According to ancient lore, the Fuhgahwee had their beginnings as part of the Caddo Chiefdom of the Mississippian Culture. The Caddo, an agricultural and partly urbanized civilization reached their high point around 1300 A.D. A period of turmoil followed and various groups dispersed and began to lead more nomadic lifestyles. The best known of these groups evolved into the Pawnee who settled mainly along the Platte River in Nebraska. The pre-cursors of the Fuhgahwee followed the Arkansas River upstream from the Mississippi to the area around present day Wichita, Kansas. There, they prospered, primarily due to the plentiful wild game, especially bison.
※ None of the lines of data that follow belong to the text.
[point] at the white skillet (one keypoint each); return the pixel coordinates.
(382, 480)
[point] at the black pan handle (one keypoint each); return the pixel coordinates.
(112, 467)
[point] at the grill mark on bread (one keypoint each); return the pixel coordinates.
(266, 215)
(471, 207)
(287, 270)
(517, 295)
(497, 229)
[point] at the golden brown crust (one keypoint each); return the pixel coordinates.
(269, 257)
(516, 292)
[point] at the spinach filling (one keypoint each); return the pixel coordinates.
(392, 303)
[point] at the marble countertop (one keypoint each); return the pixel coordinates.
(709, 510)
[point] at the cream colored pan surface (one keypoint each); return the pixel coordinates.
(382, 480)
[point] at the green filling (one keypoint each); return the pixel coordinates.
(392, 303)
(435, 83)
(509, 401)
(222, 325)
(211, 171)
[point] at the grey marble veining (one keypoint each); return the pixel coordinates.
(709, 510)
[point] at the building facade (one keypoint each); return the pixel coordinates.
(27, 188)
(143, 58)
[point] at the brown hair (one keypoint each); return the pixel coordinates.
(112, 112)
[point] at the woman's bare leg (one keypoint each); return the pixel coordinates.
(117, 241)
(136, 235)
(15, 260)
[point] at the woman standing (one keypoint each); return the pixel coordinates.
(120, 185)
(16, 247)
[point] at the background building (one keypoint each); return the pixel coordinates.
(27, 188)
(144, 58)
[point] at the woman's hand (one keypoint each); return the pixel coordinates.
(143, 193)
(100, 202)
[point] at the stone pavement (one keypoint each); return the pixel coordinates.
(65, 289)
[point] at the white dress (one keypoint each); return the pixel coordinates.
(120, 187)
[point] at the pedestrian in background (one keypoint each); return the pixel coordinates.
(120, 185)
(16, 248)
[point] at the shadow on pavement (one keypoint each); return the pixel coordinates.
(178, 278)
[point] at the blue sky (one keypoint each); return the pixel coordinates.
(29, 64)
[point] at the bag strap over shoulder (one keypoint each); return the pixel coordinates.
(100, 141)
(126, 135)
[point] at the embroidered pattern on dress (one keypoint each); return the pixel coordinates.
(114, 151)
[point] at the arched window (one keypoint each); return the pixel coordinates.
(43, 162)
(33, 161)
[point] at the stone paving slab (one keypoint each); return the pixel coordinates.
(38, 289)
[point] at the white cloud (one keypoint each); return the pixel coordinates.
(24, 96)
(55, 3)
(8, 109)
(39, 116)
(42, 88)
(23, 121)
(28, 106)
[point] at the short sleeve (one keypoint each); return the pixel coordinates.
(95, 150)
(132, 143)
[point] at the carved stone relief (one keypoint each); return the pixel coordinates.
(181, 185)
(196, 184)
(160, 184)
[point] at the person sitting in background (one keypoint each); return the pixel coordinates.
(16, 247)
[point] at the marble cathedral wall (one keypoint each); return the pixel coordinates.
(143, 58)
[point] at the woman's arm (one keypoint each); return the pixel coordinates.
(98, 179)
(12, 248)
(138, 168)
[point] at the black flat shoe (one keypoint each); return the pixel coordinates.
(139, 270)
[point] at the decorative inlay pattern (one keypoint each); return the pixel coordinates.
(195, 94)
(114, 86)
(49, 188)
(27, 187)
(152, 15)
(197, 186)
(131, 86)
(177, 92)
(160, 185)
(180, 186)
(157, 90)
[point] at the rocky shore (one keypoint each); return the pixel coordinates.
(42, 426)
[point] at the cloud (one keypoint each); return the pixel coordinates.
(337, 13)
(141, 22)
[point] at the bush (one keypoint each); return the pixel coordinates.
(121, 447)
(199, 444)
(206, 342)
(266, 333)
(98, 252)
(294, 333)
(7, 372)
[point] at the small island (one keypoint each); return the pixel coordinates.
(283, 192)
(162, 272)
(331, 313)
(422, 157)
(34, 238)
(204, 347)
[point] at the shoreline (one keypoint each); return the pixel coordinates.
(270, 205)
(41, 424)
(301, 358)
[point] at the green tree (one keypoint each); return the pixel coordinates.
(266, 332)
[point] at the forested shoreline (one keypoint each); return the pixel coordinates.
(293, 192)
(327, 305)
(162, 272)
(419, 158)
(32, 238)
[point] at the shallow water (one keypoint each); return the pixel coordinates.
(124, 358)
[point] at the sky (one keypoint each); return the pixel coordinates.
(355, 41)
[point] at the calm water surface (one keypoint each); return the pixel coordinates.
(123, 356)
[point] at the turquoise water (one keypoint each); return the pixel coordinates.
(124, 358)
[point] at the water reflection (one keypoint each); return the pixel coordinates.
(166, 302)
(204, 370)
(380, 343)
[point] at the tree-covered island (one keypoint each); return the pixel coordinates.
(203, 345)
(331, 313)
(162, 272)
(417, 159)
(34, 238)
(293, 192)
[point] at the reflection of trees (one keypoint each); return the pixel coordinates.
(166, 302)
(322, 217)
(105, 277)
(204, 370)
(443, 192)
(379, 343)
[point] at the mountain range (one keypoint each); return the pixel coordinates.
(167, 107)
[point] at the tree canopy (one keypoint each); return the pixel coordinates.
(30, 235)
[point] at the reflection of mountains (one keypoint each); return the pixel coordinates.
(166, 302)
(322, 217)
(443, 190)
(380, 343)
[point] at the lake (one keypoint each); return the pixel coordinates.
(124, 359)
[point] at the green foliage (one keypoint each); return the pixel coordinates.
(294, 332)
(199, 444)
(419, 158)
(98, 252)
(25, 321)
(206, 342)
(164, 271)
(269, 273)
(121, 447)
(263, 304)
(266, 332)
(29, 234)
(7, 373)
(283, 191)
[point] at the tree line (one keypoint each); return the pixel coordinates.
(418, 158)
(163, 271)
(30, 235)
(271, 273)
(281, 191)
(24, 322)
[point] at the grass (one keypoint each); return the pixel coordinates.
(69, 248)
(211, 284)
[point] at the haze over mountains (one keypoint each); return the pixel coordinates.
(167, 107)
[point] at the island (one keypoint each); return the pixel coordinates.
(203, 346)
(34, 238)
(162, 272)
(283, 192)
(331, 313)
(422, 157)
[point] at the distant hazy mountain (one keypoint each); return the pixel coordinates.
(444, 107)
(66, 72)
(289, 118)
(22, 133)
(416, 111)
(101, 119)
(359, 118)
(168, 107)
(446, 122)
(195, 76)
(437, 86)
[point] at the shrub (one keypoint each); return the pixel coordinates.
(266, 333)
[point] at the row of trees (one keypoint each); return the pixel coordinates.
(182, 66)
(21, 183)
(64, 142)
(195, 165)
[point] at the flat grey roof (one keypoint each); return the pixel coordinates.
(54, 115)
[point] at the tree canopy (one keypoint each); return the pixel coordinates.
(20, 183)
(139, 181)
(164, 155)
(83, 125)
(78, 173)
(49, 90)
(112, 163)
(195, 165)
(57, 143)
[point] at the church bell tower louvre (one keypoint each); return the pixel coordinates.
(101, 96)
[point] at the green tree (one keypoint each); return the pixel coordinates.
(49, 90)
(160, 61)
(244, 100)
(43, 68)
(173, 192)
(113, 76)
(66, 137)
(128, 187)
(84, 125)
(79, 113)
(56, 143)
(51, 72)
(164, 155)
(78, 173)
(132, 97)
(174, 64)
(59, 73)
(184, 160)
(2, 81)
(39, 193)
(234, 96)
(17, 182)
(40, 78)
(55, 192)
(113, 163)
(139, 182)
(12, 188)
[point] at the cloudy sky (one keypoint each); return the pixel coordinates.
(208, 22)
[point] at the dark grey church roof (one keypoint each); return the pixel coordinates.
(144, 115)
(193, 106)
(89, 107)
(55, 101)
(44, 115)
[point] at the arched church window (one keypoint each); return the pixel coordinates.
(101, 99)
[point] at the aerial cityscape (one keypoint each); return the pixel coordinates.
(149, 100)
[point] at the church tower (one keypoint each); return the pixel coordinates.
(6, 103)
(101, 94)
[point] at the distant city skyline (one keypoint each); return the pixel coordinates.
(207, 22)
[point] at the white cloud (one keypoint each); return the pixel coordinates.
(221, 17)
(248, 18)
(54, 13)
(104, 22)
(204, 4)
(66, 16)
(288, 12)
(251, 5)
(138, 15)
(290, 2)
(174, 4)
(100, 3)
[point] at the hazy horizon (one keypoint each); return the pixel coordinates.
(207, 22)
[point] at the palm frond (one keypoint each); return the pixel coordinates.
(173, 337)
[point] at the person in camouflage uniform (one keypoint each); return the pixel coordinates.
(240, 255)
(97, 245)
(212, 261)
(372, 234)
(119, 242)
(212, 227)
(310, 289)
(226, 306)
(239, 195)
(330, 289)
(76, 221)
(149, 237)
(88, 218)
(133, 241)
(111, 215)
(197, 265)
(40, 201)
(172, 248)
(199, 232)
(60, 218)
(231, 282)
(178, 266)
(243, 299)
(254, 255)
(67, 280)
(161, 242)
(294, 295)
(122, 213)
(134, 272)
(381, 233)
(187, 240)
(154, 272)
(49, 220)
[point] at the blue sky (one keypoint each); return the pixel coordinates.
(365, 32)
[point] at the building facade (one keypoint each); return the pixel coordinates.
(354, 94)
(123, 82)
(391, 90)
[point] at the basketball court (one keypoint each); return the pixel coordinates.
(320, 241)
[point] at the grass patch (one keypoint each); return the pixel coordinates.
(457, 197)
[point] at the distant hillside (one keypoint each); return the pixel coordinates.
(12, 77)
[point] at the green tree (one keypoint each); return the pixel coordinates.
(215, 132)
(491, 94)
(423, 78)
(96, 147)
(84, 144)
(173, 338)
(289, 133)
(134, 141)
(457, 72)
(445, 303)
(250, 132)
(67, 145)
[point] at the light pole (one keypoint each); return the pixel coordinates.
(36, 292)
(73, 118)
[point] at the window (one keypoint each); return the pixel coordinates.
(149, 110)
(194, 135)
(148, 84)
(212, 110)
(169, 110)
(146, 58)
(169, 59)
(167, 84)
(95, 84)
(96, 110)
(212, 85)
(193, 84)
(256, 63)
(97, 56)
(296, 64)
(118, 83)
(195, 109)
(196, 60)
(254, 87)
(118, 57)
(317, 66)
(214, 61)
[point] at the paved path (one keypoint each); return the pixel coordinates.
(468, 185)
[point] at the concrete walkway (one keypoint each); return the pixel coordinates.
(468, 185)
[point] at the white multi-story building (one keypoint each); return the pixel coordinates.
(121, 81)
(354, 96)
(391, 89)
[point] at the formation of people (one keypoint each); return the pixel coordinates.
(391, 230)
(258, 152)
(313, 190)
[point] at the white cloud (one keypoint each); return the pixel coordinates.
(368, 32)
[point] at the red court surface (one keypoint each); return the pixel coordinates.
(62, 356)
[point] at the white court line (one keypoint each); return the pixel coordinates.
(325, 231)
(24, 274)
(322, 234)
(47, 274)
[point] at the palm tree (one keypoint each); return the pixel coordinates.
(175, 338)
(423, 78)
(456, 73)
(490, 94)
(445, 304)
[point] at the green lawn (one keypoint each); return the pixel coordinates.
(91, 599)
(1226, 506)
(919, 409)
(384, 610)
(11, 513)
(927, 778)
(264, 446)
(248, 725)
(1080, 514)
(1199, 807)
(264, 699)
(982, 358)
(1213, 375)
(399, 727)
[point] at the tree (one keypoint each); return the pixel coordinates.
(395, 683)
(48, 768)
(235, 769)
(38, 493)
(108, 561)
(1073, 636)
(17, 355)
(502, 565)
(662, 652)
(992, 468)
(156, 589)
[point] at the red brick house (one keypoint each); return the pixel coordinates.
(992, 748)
Around 1450 A.D., it is suspected a change in weather patterns caused the herds to drift westward up the Arkansas River Valley and some of the tribes followed. Legend has it that during a prolonged period of rain, mist and fog, one particular band became lost while wandering west, then north into the plains of eastern Colorado. Eventually they found themselves, under clearing skies, within sight of the snow capped peaks of the Rocky Mountains in the vicinity of modern Boulder, Colorado. Upon viewing these magnificent mountains, the elderly Chief remarked to his shaman that he had never been in this part of Kansas before. The shaman, also stunned by the sight of these mountains, replied, “I don’t think we’re in Kansas anymore.” The Chief became so flustered by this possibility that he raised his arms to the sky and shouted, “Then where the F*** are we?” and immediately expired of a sudden heart attack. The people misunderstood the Chief’s words and believed he was proclaiming a new name for the tribe. Furthermore, his dramatic demise was taken as a confirming sign from the Great Spirit. So they began chanting “We’re the Fuhgahwee! We’re the Fuhgahwee!”

Ever since, the Fuhgahwee have been known as the most clueless of all tribes. And Chief Ward Churchill has proven by word and deed that he is entitled to be recognized as a full blooded member of the Boulder Band of the Colorado Fuhgahwee.